The original Epic Mickey was a cracking little Wii game, one that used a simple painting mechanic for basic puzzles throughout. It was charming, had character, and, having been built around the Wii's control system, was a joy to play (dodgy camera issues aside). The sequel, however, became a multi-platform affair and with that came the possibility that Warren Spector's vision would be spread too thin. Sadly, it has.
Epic Mickey 2 sees the world's most famous mouse returning to the Wasteland, the murky world in which forgotten Disney toons dwell. A massive earthquake has just rocked their home and the Mad Doctor - the villain in the first game - asks Mickey and Oswald to help him sort it out. He approaches them through song, mind you, this being a videogame musical and all (even though the songs are few and far between and are generally Nickelback-bad).
The problem is that Mickey and Oswald decide to sort it out together, which is all well and good when you are playing the game in co-op, but the single-player experience is essentially one annoying, extended escort mission. Each character's abilities are needed for different situations, leading to rather too many irritating moments in which you have to wait for the AI-controlled Oswald to get in position before commanding him to do something.
Remote Controlled Aargh
Even more infuriating is the game's refusal to let you control Mickey with the Wii Remote and Nunchuk. Considering the first Epic Mickey was built around the ability to point at things and use paint or thinner on them, it's insane that the Wii U version forces you to use the GamePad's right stick instead for some clunky aiming (especially when the PS3 version lets you use its imitation Wii Remote, the PlayStation Move).

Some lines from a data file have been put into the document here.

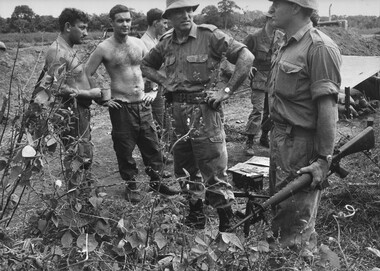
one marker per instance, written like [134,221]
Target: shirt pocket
[287,79]
[197,70]
[169,65]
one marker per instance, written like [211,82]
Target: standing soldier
[74,91]
[261,44]
[129,107]
[156,27]
[192,54]
[304,84]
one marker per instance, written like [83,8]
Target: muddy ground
[360,232]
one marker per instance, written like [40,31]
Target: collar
[301,32]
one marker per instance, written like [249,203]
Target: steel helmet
[312,4]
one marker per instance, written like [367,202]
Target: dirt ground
[364,226]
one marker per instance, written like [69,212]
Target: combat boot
[225,218]
[196,218]
[131,193]
[264,140]
[157,185]
[249,146]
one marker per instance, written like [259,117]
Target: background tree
[21,18]
[226,9]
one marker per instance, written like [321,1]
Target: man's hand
[318,170]
[149,97]
[215,98]
[112,104]
[94,93]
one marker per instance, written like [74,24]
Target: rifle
[363,141]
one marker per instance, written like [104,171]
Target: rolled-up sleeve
[325,72]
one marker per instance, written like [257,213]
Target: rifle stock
[363,141]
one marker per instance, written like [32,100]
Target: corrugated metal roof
[356,69]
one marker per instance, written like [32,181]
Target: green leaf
[198,250]
[160,240]
[263,246]
[56,250]
[28,152]
[374,251]
[232,238]
[200,241]
[78,206]
[328,255]
[3,163]
[67,239]
[102,228]
[54,219]
[96,202]
[29,138]
[134,240]
[87,245]
[42,225]
[15,172]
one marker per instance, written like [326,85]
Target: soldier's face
[282,13]
[181,18]
[122,23]
[161,26]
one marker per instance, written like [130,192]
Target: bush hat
[312,4]
[173,4]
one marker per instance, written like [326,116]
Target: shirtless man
[73,92]
[129,107]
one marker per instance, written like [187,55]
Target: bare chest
[125,55]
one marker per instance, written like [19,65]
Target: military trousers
[133,125]
[294,219]
[199,148]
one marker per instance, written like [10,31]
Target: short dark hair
[117,9]
[71,15]
[153,15]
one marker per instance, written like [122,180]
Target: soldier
[129,107]
[156,27]
[75,92]
[192,54]
[261,44]
[303,87]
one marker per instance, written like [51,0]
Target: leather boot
[157,185]
[225,218]
[196,218]
[264,140]
[132,194]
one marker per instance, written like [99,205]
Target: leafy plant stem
[338,243]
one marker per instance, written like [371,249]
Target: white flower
[58,183]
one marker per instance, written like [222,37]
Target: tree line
[225,15]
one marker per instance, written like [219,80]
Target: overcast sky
[54,7]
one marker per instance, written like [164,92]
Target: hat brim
[267,14]
[174,6]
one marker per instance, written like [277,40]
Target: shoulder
[319,38]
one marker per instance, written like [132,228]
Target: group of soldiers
[295,81]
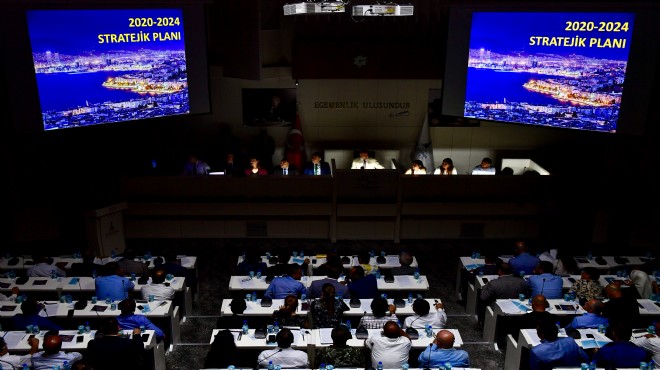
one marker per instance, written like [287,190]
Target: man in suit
[316,166]
[334,271]
[286,168]
[366,163]
[111,351]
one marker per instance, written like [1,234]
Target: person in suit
[316,165]
[364,162]
[286,168]
[111,351]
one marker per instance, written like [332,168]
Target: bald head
[445,339]
[391,329]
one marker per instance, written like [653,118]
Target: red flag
[295,146]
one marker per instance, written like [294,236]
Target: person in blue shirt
[555,352]
[592,319]
[29,315]
[129,320]
[442,351]
[111,284]
[523,261]
[290,284]
[621,352]
[545,283]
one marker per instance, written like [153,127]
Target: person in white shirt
[283,354]
[424,317]
[157,287]
[392,347]
[11,362]
[363,162]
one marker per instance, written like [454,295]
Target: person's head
[317,158]
[110,326]
[52,343]
[127,306]
[158,276]
[391,329]
[590,273]
[539,303]
[379,306]
[284,338]
[405,258]
[594,306]
[445,339]
[238,306]
[547,329]
[340,335]
[421,307]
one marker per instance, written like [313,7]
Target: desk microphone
[267,357]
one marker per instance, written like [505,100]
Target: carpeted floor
[438,259]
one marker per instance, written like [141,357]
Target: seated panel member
[365,162]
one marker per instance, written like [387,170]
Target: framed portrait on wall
[269,107]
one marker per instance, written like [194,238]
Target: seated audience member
[442,351]
[327,311]
[287,314]
[285,285]
[52,355]
[157,287]
[392,348]
[317,166]
[446,168]
[424,317]
[252,262]
[127,319]
[484,168]
[620,353]
[339,354]
[405,261]
[651,343]
[223,352]
[111,284]
[417,168]
[29,315]
[129,265]
[334,270]
[592,319]
[620,308]
[283,354]
[16,361]
[42,268]
[364,162]
[109,350]
[523,262]
[588,286]
[545,282]
[555,352]
[361,286]
[381,313]
[85,268]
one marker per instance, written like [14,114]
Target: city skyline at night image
[548,69]
[105,66]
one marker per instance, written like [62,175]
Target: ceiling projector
[322,7]
[382,10]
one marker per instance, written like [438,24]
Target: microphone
[267,357]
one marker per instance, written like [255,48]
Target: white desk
[17,342]
[529,339]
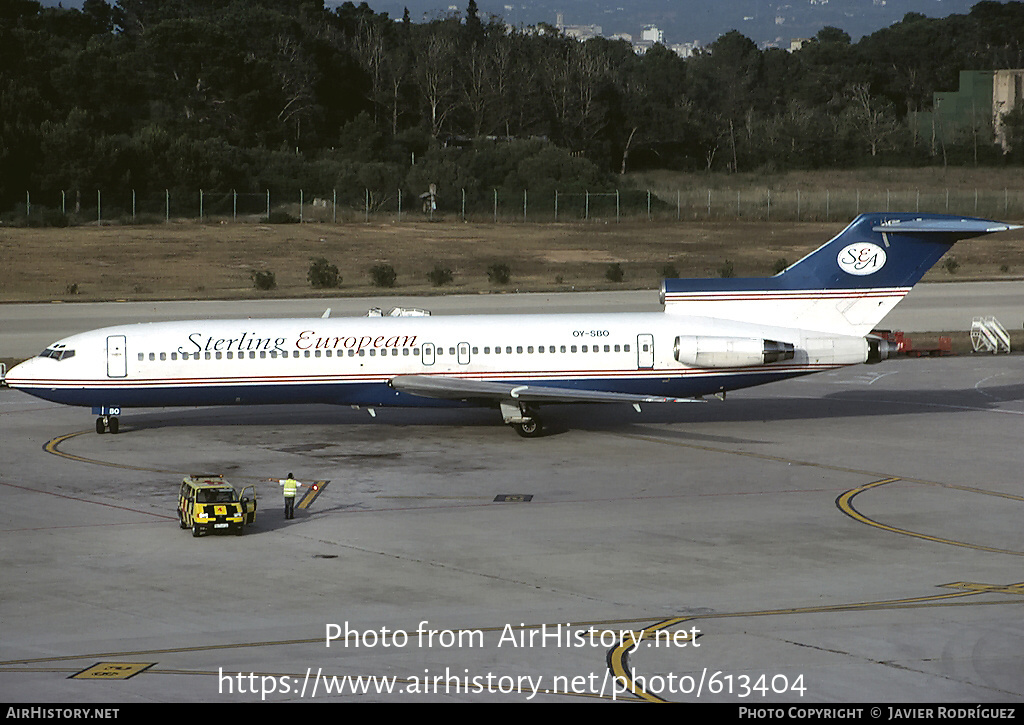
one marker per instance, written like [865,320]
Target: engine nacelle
[713,351]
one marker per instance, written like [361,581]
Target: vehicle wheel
[529,428]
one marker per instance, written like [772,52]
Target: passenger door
[645,351]
[117,361]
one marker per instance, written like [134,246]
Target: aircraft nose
[22,374]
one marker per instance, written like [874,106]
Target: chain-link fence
[502,206]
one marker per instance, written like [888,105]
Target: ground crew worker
[291,488]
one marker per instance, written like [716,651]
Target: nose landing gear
[108,423]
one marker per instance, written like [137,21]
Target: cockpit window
[57,352]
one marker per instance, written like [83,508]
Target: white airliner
[713,336]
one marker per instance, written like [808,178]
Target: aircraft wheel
[529,428]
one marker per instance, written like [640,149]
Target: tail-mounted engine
[712,351]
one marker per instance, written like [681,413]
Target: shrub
[439,275]
[383,275]
[499,273]
[263,280]
[323,274]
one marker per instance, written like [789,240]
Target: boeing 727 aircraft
[713,336]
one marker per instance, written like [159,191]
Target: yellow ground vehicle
[208,503]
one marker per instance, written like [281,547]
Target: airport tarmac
[849,537]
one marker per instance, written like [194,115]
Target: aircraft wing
[451,388]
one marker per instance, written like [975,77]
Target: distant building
[578,32]
[686,50]
[652,35]
[978,104]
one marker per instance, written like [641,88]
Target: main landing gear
[523,419]
[108,423]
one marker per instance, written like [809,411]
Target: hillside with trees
[285,95]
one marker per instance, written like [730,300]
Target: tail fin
[846,286]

Infuriatingly, Oswald can only be controlled with the Wii Remote, even though the weapon doesn't really require any pointer ability. You find yourself dreading combat encounters, knowing that wonky paint controls will make them ten times more complicated than they need to be. Playstyle matters says Warren Spector, but so does basic playability. Power Of 2 forgets this.
It's a shame, because the game has character to spare and a veritable Space Mountain of things to see, do and collect. Each environment is a treat for the eyes (dodgy framerate aside) and it's fun meeting long-forgotten Disney icons and taking on their goofy side missions. Particularly Goofy's side missions.
The one advantage Wii U has over the Wii is the GamePad map. It won't set pulses racing (unless you're a kinky cartographer) but it's the best one we've seen on the Wii U so far, letting you tap icons to locate different areas and hidden items.
It's rare we'll say this - put it down to a lack of launch day readiness - but if you want Epic Mickey 2, pick up the Wii version instead. It may look considerably worse, but the Wii Remote controls make it the best version of a sadly underachieving game.
Epic Mickey 2 isn't a catastrophically bad game by any stretch of the imagination. It's a perfectly respectable effort let down by a cameraman who needs to lay off the virtual booze and a control system that ignores the controls the game was originally designed for. Not a total disaster, then, just a frustratingly flawed effort.